I'm following the manufactures directions. I had one panel the required 3. One for the pump, one for control power and one for the alarm.


----------



## Amish Electrician (Jan 2, 2010)

No specs? What's his question?

If you don't know the equipment, or the site, you can't plan the job. The 'former electrician' THINKS? Let him do it. Let him pay for it. There's nothing there but sorrow for you if you base your guess on his advice.


----------



## CopperSlave (Feb 9, 2012)

This sounds like a "Dosing System"....am I correct? Thats what they are called around here anyway...


----------



## guest (Feb 21, 2009)

Oh for Pete's sake...just install a 3/4" or 1" conduit from the panel to the controller location and pull the wires and set the breakers when you find out....bid it for two circuits, and be done with it.:thumbsup: As for from the sump pit to the controller, do a 3/4" and 1" also.


----------



## jr360 (Dec 7, 2011)

2" pipe to get your cord thru to a 20 amp gfci under the house. also put alarm near door of crawl space. works great, I put the gfci just inside the vent, in case I have to reset it.


----------



## MHElectric (Oct 14, 2011)

I put an end to all this guessing today and caught up with the septic installer.

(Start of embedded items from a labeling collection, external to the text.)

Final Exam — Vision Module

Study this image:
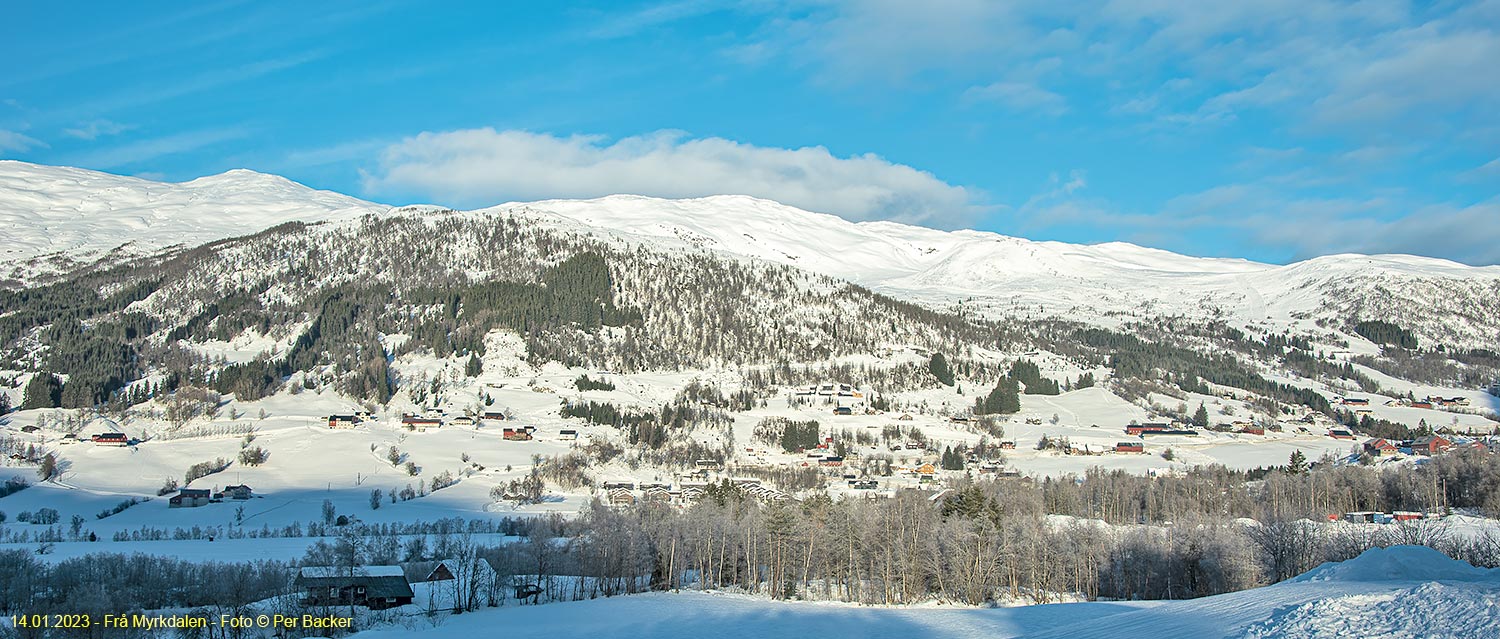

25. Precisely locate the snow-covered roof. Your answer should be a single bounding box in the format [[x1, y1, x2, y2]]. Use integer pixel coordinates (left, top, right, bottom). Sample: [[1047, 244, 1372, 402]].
[[302, 566, 407, 579]]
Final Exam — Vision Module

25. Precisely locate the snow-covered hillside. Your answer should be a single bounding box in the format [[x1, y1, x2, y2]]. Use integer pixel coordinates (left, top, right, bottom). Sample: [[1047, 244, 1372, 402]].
[[343, 546, 1500, 639], [0, 162, 1500, 348], [495, 195, 1500, 347], [0, 161, 389, 281]]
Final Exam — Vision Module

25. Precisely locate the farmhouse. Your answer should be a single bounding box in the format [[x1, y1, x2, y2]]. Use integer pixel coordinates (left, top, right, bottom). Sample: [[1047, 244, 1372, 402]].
[[1140, 429, 1199, 437], [1365, 440, 1401, 458], [92, 432, 131, 446], [608, 488, 636, 506], [167, 488, 210, 509], [1412, 435, 1454, 455], [401, 416, 443, 431], [426, 558, 495, 593], [294, 566, 414, 611], [215, 485, 255, 501], [1125, 423, 1170, 435]]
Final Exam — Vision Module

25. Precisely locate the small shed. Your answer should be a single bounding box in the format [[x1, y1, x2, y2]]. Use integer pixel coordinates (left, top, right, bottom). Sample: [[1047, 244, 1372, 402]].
[[294, 566, 416, 611], [167, 488, 212, 509]]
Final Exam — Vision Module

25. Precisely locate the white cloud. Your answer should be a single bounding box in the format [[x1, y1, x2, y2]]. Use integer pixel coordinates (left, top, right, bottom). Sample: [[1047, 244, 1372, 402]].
[[365, 128, 981, 227], [69, 128, 251, 168], [0, 129, 47, 153], [63, 120, 134, 140], [963, 83, 1068, 116]]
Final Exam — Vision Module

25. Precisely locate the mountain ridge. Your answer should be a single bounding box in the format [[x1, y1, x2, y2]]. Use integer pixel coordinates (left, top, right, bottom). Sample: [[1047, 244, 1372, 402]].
[[0, 161, 1500, 347]]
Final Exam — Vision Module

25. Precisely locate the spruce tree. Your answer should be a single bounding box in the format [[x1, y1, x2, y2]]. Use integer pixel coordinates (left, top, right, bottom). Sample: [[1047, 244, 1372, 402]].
[[1287, 450, 1308, 476], [21, 372, 63, 410], [927, 353, 953, 386]]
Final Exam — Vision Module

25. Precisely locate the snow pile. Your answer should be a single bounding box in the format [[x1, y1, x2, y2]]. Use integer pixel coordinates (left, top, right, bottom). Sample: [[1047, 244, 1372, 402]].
[[1245, 582, 1500, 639], [1290, 546, 1500, 585]]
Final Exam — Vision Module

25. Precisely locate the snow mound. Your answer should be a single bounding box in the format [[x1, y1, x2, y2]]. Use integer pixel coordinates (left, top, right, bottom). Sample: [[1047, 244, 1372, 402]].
[[1245, 585, 1500, 639], [1292, 546, 1500, 584]]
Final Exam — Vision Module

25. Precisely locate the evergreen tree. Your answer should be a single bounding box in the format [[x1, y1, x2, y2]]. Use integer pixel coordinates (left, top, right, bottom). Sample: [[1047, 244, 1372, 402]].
[[975, 377, 1022, 416], [21, 372, 63, 410], [1287, 450, 1308, 476], [927, 353, 953, 386], [36, 453, 57, 482], [1193, 402, 1209, 428]]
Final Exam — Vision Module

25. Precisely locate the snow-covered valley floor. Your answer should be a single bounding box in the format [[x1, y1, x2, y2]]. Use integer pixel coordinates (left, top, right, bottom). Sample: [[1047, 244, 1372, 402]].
[[340, 546, 1500, 639]]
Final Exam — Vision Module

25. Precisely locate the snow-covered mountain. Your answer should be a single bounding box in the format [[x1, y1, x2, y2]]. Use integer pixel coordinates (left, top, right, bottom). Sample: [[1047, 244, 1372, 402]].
[[0, 161, 390, 281], [495, 195, 1500, 345], [0, 162, 1500, 347]]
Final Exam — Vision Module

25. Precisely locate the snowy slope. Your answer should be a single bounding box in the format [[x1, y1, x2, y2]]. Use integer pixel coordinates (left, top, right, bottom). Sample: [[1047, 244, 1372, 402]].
[[1034, 546, 1500, 639], [0, 161, 389, 279], [334, 546, 1500, 639], [0, 162, 1500, 347], [491, 195, 1500, 345]]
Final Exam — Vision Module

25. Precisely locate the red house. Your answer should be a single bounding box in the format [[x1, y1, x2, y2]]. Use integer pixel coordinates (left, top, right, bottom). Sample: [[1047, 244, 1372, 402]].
[[1365, 440, 1401, 458]]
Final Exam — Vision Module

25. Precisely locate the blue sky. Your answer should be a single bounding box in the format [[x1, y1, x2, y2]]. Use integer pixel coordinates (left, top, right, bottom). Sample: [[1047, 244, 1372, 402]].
[[0, 0, 1500, 264]]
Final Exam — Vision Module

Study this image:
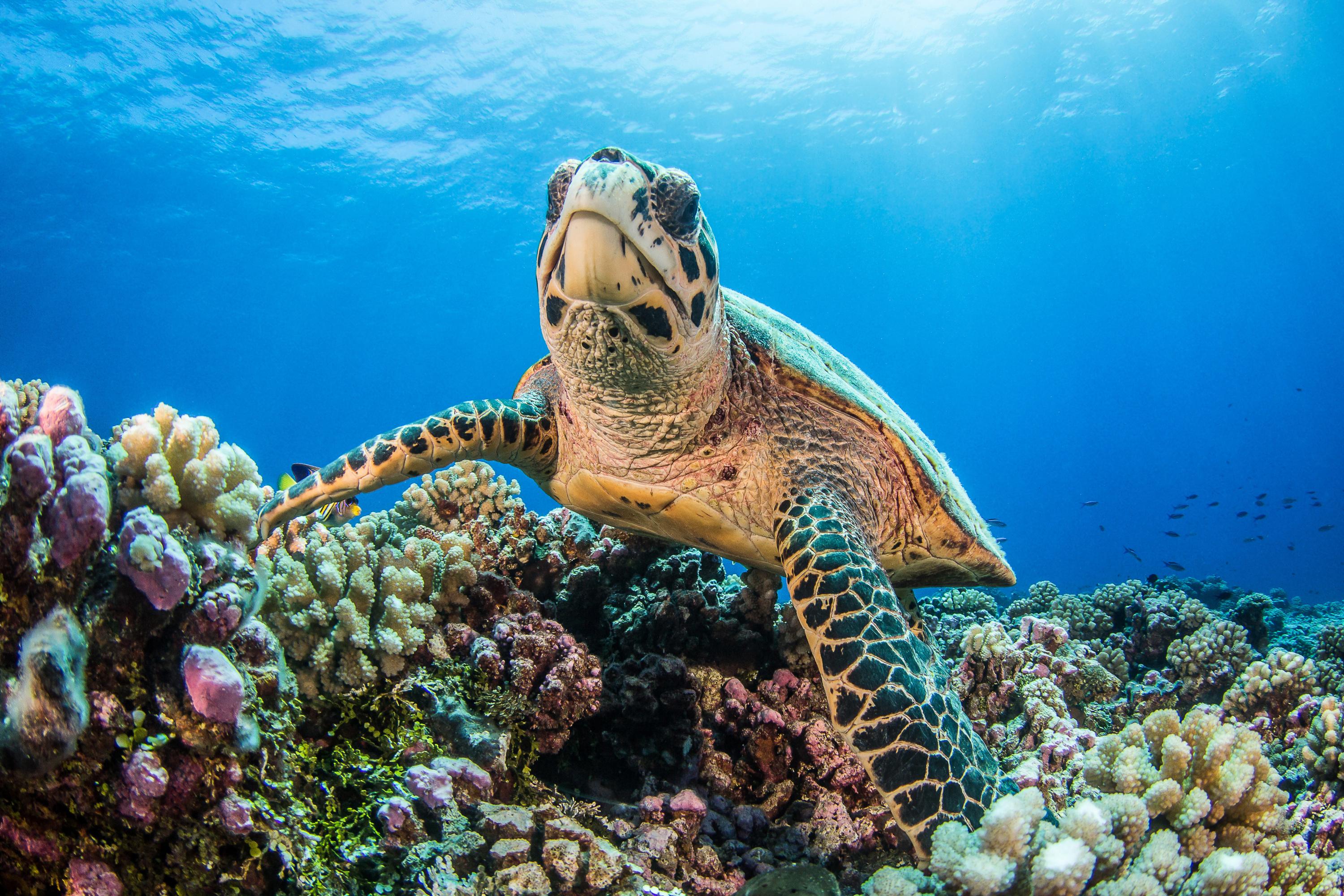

He said he needs two 120v circuits in a nema 4x box on a post out by the lift. A 2" pipe coming in the bottom will handle all the cords coming out of the tank. He will provide the alarm which mounts to the back of the post, this will need to be hard wired. The float and pump have cord ends which plug into each other and then plug into a receptacle in the nema 4 box. 

This seems pretty cut and dry, I should have just called him in the first place. A 30ft piece of 12/3 uf should do the trick.


----------